This directly improves time to detect and time to respond. Instead of analysts trawling dashboards, AI surfaces the dozen incidents that genuinely merit attention and proposes likely root causes. IBM has reported investigation efficiency gains of more than 50% when AI is used to summarise incidents and highlight likely attack paths, which aligns with what many Security Operations Centres now see in practice.

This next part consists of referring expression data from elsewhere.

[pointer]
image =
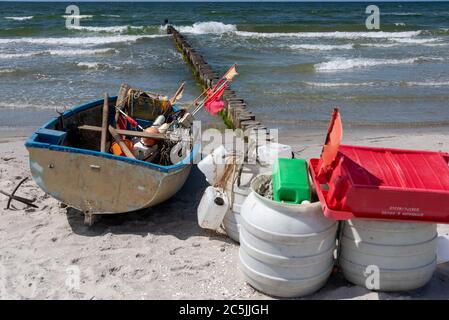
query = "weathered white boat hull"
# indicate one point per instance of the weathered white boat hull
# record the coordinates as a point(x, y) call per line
point(99, 185)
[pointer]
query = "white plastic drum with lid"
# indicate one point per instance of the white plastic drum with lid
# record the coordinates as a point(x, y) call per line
point(403, 254)
point(286, 250)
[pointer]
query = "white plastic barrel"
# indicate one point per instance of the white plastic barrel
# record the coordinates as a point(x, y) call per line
point(403, 254)
point(268, 153)
point(213, 165)
point(212, 208)
point(237, 195)
point(286, 250)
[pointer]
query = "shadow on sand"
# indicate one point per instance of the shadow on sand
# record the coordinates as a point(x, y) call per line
point(176, 216)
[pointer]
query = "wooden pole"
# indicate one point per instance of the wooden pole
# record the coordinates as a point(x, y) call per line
point(141, 134)
point(122, 145)
point(121, 99)
point(104, 123)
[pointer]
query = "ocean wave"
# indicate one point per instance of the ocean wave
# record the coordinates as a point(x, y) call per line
point(347, 64)
point(112, 29)
point(18, 55)
point(401, 14)
point(81, 52)
point(207, 27)
point(97, 66)
point(335, 34)
point(20, 18)
point(62, 52)
point(5, 71)
point(20, 106)
point(414, 41)
point(426, 84)
point(379, 45)
point(82, 16)
point(79, 40)
point(339, 84)
point(321, 47)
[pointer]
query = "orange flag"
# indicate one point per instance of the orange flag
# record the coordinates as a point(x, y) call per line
point(330, 148)
point(231, 73)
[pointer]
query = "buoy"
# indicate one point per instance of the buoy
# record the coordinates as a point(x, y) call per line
point(149, 142)
point(388, 255)
point(286, 250)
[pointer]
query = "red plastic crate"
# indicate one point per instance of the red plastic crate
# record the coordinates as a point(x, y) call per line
point(379, 183)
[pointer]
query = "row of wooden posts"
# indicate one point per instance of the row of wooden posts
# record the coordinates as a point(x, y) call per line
point(235, 114)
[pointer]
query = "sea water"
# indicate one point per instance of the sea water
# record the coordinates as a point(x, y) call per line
point(296, 61)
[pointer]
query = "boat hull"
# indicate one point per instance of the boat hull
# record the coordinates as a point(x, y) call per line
point(101, 185)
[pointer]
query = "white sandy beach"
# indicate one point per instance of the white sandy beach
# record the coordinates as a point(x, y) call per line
point(160, 253)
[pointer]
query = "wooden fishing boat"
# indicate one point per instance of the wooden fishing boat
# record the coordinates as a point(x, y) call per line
point(66, 162)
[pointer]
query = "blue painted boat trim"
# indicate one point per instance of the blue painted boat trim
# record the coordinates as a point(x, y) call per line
point(32, 143)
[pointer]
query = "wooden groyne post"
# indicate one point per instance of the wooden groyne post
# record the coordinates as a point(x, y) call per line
point(235, 115)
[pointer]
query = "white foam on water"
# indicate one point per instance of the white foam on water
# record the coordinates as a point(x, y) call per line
point(347, 64)
point(380, 45)
point(18, 55)
point(112, 29)
point(335, 35)
point(81, 52)
point(340, 84)
point(79, 40)
point(97, 66)
point(14, 106)
point(401, 14)
point(427, 84)
point(321, 47)
point(88, 65)
point(20, 18)
point(61, 52)
point(3, 71)
point(82, 16)
point(207, 27)
point(414, 41)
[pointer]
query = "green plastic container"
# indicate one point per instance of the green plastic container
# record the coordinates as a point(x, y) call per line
point(290, 181)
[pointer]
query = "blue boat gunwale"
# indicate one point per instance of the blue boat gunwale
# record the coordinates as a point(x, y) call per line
point(32, 143)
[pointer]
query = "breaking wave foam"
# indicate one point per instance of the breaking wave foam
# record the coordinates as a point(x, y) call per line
point(339, 84)
point(347, 64)
point(20, 18)
point(79, 40)
point(321, 47)
point(336, 34)
point(57, 53)
point(207, 27)
point(82, 16)
point(112, 29)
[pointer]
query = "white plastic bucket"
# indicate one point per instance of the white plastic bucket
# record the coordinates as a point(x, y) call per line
point(269, 152)
point(212, 208)
point(213, 165)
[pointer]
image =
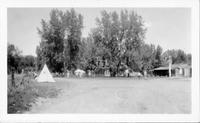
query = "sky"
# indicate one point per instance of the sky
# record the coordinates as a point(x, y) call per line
point(168, 27)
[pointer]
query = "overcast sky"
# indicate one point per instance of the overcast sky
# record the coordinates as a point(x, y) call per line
point(168, 27)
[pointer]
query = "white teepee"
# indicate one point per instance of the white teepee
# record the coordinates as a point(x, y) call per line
point(45, 75)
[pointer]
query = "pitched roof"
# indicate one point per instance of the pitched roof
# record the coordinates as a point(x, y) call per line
point(174, 66)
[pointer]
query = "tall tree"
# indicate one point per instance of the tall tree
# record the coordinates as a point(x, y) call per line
point(60, 40)
point(117, 37)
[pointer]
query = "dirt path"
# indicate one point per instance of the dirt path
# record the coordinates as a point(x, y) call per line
point(118, 96)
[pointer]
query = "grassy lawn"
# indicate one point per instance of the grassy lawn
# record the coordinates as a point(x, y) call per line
point(26, 92)
point(117, 95)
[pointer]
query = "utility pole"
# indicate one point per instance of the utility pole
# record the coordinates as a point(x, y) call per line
point(170, 66)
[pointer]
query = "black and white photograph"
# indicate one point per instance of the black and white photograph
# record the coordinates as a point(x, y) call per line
point(99, 60)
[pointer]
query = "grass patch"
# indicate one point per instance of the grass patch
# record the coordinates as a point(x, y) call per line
point(26, 92)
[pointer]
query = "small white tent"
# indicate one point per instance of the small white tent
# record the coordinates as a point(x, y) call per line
point(45, 75)
point(79, 72)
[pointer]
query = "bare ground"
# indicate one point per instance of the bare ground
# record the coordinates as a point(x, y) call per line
point(118, 95)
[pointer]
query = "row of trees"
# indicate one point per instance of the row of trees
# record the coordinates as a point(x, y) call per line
point(118, 40)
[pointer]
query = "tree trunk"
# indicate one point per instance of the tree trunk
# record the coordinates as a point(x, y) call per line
point(12, 77)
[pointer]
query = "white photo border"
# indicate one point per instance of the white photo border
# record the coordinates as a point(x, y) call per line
point(193, 117)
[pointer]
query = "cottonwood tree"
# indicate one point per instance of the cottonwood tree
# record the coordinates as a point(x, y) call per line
point(60, 40)
point(178, 56)
point(118, 37)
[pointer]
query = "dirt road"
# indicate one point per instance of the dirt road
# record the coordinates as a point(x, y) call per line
point(122, 95)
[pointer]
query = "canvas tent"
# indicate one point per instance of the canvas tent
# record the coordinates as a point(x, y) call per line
point(45, 75)
point(79, 72)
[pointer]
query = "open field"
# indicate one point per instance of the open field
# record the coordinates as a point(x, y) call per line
point(117, 95)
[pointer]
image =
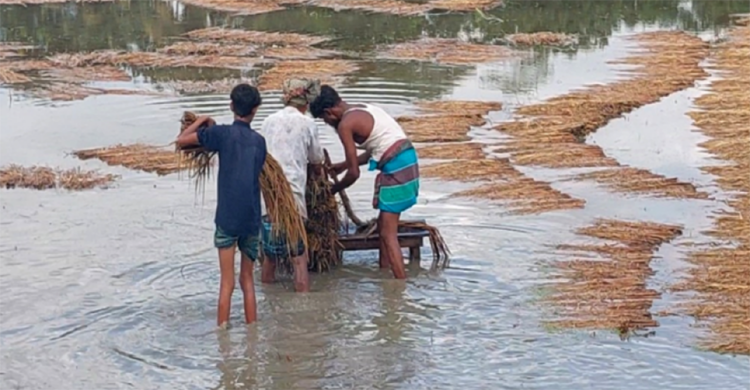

Crucially, this augments the Security Operations Centre rather than displacing it. AI can:

- triage large volumes of alerts, closing clearly benign ones and clustering similar events

- stitch together activity from multiple tools into a concise incident narrative and timeline

Analysts then apply context and risk appetite: deciding whether that “odd” login is a travelling executive or an account takeover, and what to do next. In banking and insurance, for example, AI‑driven anomaly detection is already being used to reduce fraud response times from hours to milliseconds while keeping humans in charge of final, high‑impact decisions.

Agentic assistance with humans in the loop

Language‑capable models make strong “security co‑pilots”. They turn sprawling technical data into something humans can act on quickly:

• drafting clear incident reports for different audiences
• suggesting next investigative steps or containment options
• explaining complex detection rules or queries in plain language
• enriching alerts with likely threat actors, techniques and potential lateral movement paths

Where AI proposes actions, humans should still authorise anything with material impact. For example, an agent might recommend:

• isolating a host
• resetting credentials
• blocking a suspicious IP range
• revoking session tokens

But a person signs off on any step that moves money, changes user access, or touches production systems. This keeps decision‑making accountable, while still benefiting from machine speed and pattern‑matching. As one AI security researcher put it, “You can patch a bug, but you cannot patch a brain” – treating agentic systems as fallible colleagues rather than infallible automation is now a core design principle in mature security teams.

Proactive and predictive defence

Beyond firefighting, AI enables more proactive security.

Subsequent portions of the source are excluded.